The Net Zero Innovation Portfolio is a £1 billion fund to accelerate the commercialisation of low-carbon technologies, systems and business models in the UK. This covers all industries, especially power, fuel supply and hydrogen, industry, heat and buildings, transport, natural resources and waste, and greenhouse gas removals. The Portfolio will decrease the costs of decarbonisation and set the UK on the path to a low carbon future.
What role does the Public Sector play in the pursuit of Net Zero?
The Net Zero strategy will require all of the public and private sectors to fundamentally change how they work. This includes how public bodies decide to procure products and services, and, in turn, how private suppliers must operate to secure government contracts. The UK Government spends £290 billion per year on procurement. The scale and breadth of spend makes public sector procurement an essential tool in driving net-zero progress.
If you’re a public sector supplier or looking to become one, understanding Net Zero initiatives is pivotal to securing contracts. For example, the NHS alone is responsible for around 4% of England’s total carbon footprint. However, the NHS was among the first organisations in the public sector to produce a carbon reduction strategy 10 years ago, and it has been measuring emissions since 2007. It aims to reach net-zero by 2040. Measuring, monitoring and reporting on energy and carbon reduction targets in public sector organisations are not ‘nice-to-have’ initiatives but requirements. You can find more detail on this in the Greening Government Commitments (GGC), a policy paper in place since 2014.
Some large companies already self-report parts of their carbon emissions, known as Scope 1 (direct) and Scope 2 (indirect owned) emissions as part of the Streamlined Energy and Carbon Reporting regulations published in 2018. The new rules will go further, requiring a commitment to achieving Net Zero by 2050 at the latest, and the reporting of some Scope 3 emissions; including business travel, employee commuting, transportation, distribution and waste for the first time.

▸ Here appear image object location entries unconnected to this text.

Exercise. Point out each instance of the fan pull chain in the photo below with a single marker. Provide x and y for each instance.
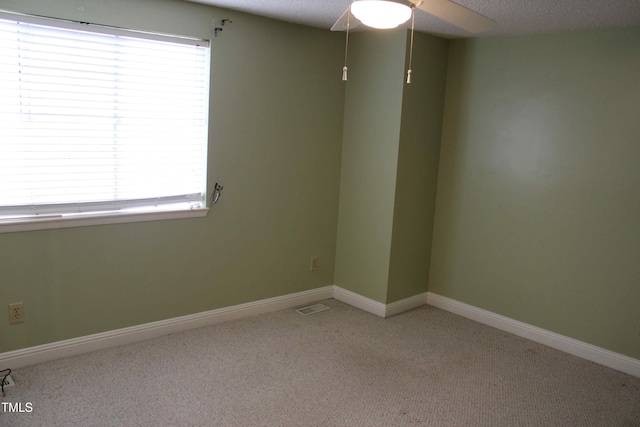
(413, 20)
(346, 48)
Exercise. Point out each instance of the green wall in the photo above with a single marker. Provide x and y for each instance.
(418, 158)
(538, 203)
(373, 109)
(538, 182)
(275, 144)
(389, 164)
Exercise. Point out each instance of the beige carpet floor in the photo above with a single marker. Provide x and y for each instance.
(340, 367)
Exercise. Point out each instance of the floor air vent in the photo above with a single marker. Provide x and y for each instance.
(8, 381)
(312, 309)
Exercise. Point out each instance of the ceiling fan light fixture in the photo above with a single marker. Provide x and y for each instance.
(382, 14)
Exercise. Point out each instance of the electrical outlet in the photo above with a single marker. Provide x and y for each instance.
(314, 263)
(16, 313)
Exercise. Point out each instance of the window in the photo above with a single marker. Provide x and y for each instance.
(99, 121)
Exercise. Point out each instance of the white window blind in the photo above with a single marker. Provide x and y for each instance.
(100, 119)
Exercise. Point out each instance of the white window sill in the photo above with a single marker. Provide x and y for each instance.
(83, 220)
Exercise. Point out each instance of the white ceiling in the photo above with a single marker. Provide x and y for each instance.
(513, 17)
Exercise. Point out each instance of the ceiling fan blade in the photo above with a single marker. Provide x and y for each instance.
(341, 23)
(458, 15)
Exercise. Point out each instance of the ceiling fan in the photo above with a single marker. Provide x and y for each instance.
(384, 10)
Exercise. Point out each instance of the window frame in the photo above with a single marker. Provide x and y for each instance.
(135, 214)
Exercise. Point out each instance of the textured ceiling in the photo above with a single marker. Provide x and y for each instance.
(513, 17)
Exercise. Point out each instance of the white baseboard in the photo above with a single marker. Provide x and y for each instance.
(375, 307)
(572, 346)
(358, 301)
(406, 304)
(57, 350)
(47, 352)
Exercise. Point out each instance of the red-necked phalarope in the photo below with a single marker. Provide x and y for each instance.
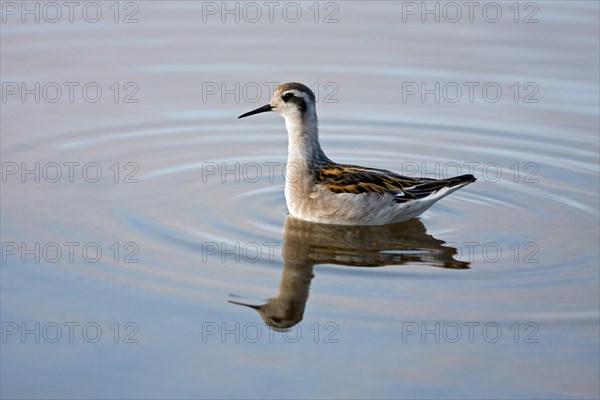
(320, 190)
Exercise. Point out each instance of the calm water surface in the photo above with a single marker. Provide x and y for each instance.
(140, 217)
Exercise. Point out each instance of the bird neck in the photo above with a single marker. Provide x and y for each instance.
(304, 149)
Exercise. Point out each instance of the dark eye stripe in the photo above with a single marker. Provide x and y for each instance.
(300, 103)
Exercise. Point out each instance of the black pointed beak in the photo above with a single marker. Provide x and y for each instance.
(265, 108)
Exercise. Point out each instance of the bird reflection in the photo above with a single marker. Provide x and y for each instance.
(307, 243)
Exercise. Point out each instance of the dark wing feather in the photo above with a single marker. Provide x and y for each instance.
(340, 178)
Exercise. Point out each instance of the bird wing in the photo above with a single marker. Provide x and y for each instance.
(340, 178)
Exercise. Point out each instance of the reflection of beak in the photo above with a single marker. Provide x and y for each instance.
(265, 108)
(244, 304)
(235, 299)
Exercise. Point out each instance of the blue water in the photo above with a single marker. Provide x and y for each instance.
(137, 209)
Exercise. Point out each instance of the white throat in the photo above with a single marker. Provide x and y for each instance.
(304, 149)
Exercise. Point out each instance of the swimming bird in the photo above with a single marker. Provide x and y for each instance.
(320, 190)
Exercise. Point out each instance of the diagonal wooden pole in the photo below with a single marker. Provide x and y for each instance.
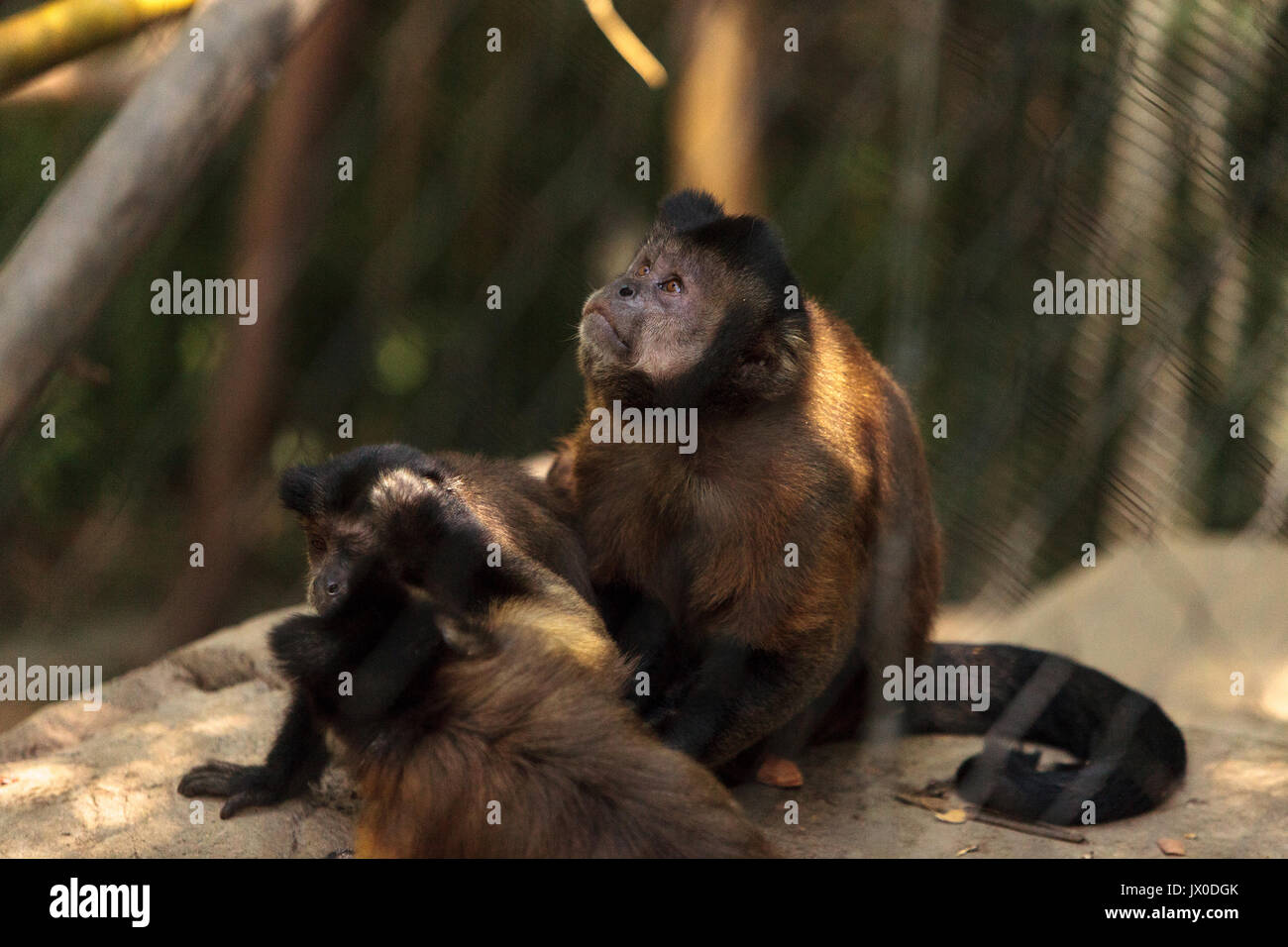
(42, 38)
(55, 279)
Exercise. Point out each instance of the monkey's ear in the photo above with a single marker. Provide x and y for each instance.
(687, 210)
(299, 488)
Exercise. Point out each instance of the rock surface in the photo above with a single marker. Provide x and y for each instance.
(1173, 618)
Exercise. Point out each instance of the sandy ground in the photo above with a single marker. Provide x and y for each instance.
(1173, 618)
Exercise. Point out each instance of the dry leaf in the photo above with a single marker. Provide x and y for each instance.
(1171, 847)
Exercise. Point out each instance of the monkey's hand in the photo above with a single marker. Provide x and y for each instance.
(243, 787)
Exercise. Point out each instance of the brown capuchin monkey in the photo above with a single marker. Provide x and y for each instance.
(484, 711)
(755, 502)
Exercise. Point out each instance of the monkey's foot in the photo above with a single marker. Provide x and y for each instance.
(243, 787)
(780, 772)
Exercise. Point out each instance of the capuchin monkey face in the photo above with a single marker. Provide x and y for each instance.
(333, 501)
(340, 557)
(702, 308)
(658, 317)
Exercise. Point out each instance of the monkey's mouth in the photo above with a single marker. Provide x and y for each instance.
(597, 333)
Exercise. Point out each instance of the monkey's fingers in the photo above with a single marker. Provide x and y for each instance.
(778, 772)
(214, 779)
(250, 799)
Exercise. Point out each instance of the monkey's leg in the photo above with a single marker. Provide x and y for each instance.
(739, 694)
(297, 757)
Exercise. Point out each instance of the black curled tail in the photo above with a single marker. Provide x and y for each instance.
(1132, 755)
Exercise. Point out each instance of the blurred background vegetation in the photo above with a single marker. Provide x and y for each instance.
(516, 169)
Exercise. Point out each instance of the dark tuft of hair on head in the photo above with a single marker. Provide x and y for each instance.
(299, 488)
(687, 210)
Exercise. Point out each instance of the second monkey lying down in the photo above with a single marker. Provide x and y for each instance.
(485, 711)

What should Public Sector suppliers do?
If you’re looking to bid on smaller contracts, you need to demonstrate a commitment to Net Zero where applicable. However, new measures introduced in September 2021 now require businesses to commit to net-zero by 2050 before they can bid for major government contracts. Suppliers bidding for contracts worth more than £5million a year must commit to achieving Net Zero emissions by 2050 and have published a Carbon Reduction Plan (CRP). Firms that fail to do so will be excluded from bidding for the contract and may face exclusion from public sector bidding entirely.
We advise all suppliers to begin analysing their current business model concerning the following questions:
- Does your business model consider a net-zero strategy? To what extent?
- Can you easily transition towards lower-carbon products, operations and goals?
We also recommend reading up on reports and legislation as it comes in. Below is a list to get started on to understand Net Zero better (we recommend reading through at least the Executive Summaries!):
- PPN 05/21, National Procurement Policy Statement
- Transforming Public Procurement (Green Paper)
- The Net Zero Strategy
- Industrial Decarbonisation Strategy
And here are some further resources that make this heavy subject a little bit easier!
- IEA – Net-Zero by 2050
- Net Zero Climate – What is Net Zero? – includes a handy list of similar terms to help get a grasp on these buzzwords we always hear!
The UK needs to take into account all business practices to meet net-zero targets. If you don’t sharpen up your net-zero strategy and CRP now, you’ll find yourself getting left behind. All organisations need to begin understanding their carbon emissions and putting in place tangible measures to reduce them.